= Karl Beckson =

American academic (1926–2008)

Karl Beckson

Karl E. Beckson (February 4, 1926 – April 29, 2008) was an American educator, scholar, and author of numerous articles and sixteen books on British literature, culture, and authors including Oscar Wilde, Arthur Symons, and Henry Harland. Of particular interest to him was the late 19th century Symbolist Movement and its influence on late 19th century and early 20th century authors including James Joyce, D. H. Lawrence, and Bernard Shaw. He co-authored, with Arthur Ganz, Literary Terms: A Dictionary, first published in 1960, and still available in its extensively revised 1990 third edition.

==Academic career==
He earned a B.A., English, from University of Arizona in 1949, an M.A. from Columbia University in 1952, and a Ph.D. from Columbia University in 1959. At Columbia, he studied with Lionel Trilling, Mark Van Doren, and William York Tindall. The subject of his Ph.D. dissertation was the Rhymers' Club. He first taught at Columbia (1956–1959), then at Bronx Community College (1959–1960), and at Fairleigh-Dickinson University (1960–1961). He taught at Brooklyn College, City University of New York, from 1961 until his retirement in 2004 having held the title of professor since 1976. He led a seminar for psychiatry residents with Dr. Simon Grolnick at Cornell University Medical College (1981–1995) with the title of Lecturer of English in Psychiatry.

==Awards==
City University of New York Summer Research Award, 1967.
Research Foundation Award, 1972–1973.
Andrew Mellon Fellowship, William Andrews Clark Memorial Library, 1978.
National Endowment of the Arts Senior Fellow, 1989–90.

==Personal==
Born Emmanuel Berkson to Lithuanian Jewish immigrants and raised in East Harlem and the Bronx, he obtained his first library card at the 96th Street branch of the New York Public Library. In 1943, at age 17, he volunteered for the United States Navy, serving to yeoman 2nd class aboard the destroyer , the only ship in U.S. naval history to survive two underwater mine explosions (Leyte Gulf, South Pacific).
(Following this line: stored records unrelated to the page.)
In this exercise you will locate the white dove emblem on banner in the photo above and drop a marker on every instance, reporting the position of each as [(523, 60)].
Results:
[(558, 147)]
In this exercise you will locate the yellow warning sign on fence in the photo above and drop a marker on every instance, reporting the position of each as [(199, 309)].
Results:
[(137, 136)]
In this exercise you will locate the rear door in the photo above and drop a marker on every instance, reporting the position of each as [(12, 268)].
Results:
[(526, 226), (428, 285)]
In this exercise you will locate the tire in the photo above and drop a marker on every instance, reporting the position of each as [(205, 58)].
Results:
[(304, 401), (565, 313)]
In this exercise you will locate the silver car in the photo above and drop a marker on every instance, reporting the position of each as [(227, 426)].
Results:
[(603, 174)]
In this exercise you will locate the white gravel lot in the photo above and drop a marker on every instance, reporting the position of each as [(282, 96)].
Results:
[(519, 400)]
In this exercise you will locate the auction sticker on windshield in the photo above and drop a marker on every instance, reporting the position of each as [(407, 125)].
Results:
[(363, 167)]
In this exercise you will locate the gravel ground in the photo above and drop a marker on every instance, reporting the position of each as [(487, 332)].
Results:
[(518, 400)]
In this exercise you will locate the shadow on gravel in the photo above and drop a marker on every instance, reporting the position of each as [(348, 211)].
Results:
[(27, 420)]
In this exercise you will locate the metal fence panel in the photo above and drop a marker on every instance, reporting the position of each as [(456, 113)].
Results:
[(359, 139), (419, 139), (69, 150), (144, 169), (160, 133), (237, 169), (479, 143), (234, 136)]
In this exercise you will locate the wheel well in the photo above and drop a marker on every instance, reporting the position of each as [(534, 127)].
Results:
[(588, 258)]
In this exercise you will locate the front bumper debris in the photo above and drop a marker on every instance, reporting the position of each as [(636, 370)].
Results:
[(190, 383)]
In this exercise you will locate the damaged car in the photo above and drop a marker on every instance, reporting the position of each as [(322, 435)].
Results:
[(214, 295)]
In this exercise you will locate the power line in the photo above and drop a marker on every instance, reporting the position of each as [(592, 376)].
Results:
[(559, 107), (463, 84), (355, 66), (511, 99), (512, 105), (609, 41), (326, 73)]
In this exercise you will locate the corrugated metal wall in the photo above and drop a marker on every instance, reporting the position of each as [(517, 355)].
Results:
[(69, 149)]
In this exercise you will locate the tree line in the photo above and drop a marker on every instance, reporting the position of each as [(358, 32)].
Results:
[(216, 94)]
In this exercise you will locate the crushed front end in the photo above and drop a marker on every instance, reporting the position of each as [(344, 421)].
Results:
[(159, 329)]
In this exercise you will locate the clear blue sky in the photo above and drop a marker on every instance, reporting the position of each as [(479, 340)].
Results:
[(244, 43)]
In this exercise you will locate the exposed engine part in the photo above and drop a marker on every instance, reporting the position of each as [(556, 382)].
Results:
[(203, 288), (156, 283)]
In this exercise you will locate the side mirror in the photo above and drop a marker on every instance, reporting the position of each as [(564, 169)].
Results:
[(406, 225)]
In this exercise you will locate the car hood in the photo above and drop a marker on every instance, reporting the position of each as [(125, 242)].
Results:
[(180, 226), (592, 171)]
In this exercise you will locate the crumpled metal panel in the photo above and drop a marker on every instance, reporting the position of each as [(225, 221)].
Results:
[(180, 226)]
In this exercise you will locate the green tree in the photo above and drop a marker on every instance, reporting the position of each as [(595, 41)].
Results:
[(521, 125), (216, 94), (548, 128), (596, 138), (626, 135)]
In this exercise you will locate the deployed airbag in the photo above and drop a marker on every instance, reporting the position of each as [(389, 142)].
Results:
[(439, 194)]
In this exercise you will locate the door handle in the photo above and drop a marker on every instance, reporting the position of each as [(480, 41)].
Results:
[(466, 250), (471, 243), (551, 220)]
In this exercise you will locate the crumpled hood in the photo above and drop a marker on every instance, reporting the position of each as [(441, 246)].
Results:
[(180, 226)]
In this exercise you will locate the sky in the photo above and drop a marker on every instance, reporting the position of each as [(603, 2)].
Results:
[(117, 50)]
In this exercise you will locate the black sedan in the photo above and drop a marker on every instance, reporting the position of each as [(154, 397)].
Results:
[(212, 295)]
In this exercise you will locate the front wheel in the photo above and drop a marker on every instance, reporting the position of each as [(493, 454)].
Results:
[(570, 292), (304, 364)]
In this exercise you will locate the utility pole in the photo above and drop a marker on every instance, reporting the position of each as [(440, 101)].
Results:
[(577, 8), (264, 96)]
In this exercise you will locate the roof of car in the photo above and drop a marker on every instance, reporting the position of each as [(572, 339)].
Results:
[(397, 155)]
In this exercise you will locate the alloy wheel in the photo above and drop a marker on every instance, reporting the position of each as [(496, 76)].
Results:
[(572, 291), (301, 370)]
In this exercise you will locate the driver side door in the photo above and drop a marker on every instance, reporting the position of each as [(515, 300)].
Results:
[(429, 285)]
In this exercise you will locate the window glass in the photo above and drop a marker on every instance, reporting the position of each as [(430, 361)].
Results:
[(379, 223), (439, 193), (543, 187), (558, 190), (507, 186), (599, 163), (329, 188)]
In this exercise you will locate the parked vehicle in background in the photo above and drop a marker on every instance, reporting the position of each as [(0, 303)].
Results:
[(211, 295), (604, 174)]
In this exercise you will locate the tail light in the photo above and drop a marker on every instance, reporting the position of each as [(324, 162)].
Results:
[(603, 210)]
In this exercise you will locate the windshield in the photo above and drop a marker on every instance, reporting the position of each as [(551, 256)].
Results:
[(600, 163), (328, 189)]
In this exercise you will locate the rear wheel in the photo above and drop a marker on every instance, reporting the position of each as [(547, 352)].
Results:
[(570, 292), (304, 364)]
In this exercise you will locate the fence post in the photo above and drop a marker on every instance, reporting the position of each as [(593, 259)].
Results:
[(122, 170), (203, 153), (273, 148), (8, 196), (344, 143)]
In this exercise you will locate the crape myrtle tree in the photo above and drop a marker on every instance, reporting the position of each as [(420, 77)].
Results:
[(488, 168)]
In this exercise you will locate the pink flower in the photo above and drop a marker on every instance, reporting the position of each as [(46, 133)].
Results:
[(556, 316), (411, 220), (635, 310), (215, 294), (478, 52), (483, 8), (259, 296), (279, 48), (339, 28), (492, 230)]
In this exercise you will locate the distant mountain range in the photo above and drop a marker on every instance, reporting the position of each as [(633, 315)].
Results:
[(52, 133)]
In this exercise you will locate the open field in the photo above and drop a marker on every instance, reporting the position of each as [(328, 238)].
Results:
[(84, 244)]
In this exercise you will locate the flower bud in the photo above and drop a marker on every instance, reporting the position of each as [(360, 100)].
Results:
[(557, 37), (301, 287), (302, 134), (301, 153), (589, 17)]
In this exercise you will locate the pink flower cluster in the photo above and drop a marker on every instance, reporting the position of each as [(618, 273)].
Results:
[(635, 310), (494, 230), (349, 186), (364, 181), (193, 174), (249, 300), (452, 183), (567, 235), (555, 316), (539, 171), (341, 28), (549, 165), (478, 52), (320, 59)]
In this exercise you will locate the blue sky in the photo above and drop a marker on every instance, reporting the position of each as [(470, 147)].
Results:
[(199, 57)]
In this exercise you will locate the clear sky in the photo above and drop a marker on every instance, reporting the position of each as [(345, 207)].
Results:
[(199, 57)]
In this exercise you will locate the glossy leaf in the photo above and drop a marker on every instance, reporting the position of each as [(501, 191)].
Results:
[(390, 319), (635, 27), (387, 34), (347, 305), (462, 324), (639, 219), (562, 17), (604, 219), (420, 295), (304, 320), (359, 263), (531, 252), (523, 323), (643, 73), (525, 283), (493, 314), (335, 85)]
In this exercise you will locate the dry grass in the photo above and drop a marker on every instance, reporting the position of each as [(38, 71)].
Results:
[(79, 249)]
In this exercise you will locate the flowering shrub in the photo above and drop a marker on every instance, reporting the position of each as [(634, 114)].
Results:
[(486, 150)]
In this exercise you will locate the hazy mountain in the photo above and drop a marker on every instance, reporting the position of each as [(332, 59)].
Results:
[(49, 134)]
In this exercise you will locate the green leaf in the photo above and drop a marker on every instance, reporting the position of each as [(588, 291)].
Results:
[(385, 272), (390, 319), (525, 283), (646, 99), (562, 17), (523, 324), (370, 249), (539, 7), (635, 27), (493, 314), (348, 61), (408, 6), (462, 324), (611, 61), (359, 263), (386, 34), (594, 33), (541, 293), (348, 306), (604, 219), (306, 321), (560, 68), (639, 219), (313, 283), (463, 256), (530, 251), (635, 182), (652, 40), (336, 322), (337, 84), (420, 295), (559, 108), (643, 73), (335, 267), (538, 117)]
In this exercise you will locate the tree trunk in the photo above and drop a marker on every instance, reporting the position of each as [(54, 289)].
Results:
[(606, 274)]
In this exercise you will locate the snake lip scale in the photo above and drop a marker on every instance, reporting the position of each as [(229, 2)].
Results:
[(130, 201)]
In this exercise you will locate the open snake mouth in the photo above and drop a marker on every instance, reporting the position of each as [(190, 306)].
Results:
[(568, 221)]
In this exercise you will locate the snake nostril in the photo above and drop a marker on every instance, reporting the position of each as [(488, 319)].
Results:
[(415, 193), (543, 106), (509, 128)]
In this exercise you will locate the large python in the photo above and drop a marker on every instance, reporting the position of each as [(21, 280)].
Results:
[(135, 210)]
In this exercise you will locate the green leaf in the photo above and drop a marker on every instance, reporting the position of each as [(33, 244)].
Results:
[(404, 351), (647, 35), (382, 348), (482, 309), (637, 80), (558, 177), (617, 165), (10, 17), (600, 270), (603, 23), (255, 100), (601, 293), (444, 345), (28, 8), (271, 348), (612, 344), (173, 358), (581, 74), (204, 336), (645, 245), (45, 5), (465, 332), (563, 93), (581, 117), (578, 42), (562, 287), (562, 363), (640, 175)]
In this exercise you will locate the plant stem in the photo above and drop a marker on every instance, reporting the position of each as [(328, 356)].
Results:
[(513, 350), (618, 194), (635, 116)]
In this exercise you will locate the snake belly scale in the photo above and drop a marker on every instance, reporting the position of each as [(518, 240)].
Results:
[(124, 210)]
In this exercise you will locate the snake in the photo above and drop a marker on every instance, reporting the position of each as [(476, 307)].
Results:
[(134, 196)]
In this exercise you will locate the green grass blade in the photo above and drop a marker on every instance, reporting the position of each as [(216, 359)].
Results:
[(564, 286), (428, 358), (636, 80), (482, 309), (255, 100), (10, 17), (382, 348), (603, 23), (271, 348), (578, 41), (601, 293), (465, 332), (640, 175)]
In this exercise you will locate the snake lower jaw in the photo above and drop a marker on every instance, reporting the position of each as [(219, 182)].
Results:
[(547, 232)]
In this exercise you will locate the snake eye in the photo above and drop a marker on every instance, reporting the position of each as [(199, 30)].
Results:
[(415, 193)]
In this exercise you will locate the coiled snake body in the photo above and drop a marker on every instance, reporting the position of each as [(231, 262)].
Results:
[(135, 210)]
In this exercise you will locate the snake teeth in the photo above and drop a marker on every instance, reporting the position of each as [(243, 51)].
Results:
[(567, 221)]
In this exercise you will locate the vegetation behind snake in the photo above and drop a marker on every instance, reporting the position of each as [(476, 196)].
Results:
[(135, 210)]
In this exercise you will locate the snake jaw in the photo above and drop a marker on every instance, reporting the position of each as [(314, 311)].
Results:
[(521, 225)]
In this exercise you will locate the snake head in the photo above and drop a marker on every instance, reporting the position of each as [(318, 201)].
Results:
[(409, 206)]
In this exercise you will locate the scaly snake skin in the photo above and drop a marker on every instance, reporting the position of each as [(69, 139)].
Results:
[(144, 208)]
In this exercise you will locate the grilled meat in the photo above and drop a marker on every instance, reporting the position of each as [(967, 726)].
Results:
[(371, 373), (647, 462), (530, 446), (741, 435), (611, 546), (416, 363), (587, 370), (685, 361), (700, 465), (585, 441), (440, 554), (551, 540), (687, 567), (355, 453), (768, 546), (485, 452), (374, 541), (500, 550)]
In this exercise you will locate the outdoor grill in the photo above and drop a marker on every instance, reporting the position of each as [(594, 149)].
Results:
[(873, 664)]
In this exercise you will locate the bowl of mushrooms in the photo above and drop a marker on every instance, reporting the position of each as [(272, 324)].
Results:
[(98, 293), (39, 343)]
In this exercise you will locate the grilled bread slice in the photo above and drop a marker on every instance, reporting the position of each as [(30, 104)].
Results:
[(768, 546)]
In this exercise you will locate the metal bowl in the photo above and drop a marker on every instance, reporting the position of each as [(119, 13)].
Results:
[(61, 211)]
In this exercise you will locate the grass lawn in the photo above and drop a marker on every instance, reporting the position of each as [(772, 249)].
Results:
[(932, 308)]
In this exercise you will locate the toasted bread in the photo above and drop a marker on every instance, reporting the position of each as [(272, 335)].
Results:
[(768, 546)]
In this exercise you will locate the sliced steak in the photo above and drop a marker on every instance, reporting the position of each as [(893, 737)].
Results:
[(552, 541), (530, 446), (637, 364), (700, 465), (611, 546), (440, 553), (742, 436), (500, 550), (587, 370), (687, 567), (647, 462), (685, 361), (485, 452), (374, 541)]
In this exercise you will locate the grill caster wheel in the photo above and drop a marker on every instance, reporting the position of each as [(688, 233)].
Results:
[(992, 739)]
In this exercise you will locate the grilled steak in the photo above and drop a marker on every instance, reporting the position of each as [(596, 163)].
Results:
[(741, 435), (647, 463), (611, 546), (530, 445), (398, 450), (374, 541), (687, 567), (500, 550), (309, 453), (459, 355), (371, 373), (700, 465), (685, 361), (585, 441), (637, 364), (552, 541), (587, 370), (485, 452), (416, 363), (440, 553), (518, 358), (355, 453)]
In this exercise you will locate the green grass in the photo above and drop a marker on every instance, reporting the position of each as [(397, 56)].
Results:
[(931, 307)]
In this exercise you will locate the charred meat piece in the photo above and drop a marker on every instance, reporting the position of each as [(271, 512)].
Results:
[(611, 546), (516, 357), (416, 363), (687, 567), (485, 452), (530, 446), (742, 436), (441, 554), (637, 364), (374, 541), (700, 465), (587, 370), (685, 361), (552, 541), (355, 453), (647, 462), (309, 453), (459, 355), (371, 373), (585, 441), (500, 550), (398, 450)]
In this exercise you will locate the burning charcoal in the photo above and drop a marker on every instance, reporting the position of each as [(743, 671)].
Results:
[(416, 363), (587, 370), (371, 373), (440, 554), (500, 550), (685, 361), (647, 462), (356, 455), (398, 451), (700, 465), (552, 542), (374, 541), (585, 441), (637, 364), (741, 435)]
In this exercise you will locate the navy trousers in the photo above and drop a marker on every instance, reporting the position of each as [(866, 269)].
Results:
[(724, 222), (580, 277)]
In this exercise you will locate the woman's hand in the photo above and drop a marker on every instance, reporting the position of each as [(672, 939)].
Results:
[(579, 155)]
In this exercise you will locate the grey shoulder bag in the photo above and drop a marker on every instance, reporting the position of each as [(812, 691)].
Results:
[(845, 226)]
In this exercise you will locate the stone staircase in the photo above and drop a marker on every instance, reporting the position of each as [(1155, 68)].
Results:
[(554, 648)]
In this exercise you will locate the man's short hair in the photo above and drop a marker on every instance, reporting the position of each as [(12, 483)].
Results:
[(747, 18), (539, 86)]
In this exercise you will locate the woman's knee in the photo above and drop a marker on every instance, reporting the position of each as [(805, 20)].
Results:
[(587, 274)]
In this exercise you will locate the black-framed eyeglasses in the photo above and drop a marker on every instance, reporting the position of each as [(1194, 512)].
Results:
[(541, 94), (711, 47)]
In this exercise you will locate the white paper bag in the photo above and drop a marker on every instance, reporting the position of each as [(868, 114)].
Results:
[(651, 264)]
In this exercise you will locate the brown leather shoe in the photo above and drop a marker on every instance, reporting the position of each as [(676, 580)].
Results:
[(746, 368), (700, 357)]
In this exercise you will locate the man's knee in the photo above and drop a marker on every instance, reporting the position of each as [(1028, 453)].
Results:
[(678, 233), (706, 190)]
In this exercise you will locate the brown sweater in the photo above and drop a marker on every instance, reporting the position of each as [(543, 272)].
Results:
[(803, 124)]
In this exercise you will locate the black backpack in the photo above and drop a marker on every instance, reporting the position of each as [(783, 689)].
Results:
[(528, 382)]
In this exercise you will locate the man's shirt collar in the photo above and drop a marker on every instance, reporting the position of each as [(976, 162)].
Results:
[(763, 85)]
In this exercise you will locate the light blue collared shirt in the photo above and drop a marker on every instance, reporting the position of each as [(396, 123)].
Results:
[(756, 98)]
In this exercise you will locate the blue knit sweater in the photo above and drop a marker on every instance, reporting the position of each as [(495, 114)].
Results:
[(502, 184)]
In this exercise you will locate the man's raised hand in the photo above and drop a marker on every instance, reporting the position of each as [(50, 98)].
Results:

He was married since February 9, 1957 to Estelle Zimmerman, with whom he had two sons, Mace and Eric.

==Bibliography==

- Literary Terms: A Dictionary; Farrar, Straus and Giroux, 1960.
- Great Theories in Literary Criticism; Farrar, Straus and Company, 1963.
- Oscar Wilde: The Critical Heritage; Routledge and Kegan Paul, 1970.
- Max and Will; Edited by Mary Lago and Karl Beckson; Harvard University Press, 1975.
- The Memoirs of Arthur Symons: Life and Art in the 1890s; The Pennsylvania State University Press, 1977.
- Henry Harland: His Life and Work; The Eighteen Nineties Society, 1978.
- Oscar Wilde: A Memoir by Theodore Wrattislaw; Foreword by Sir John Betjeman; Introduction and Notes by Karl Beckson; The Eighteen Nineties Society, 1979.
- Aesthetes and Decadents of the 1890s: An Anthology of British Poetry and Prose; Academy Chicago, 1981.
- Arthur Symons: A Life; Clarendon Press, 1987.
- Arthur Symons: Selected Letters 1880-1935; Edited by Karl Beckson and John M. Munro; The MacMillan Press, 1989.
- Arthur Symons: A Bibliography; Edited by Karl Beckson, Ian Fletcher, Lawrence W. Markert, John Stokes; ELT Press, 1990;
- London in the 1890s: A Cultural History; W.W. Norton, 1992.
- I Can Resist Everything Except Temptation and other Quotations from Oscar Wilde; Columbia University Press, 1996.
- The Oscar Wilde Encyclopedia; Foreword by Merlin Holland; AMS Press, 1998.
- The Complete Works of Oscar Wilde, Volume 1: Poems and Poems in Prose; Edited by Bobby Fong and Karl Beckson; Oxford University Press, 2000.
- The Religion of Art: A Modernist Theme in British Literature; AMS Press, 2006.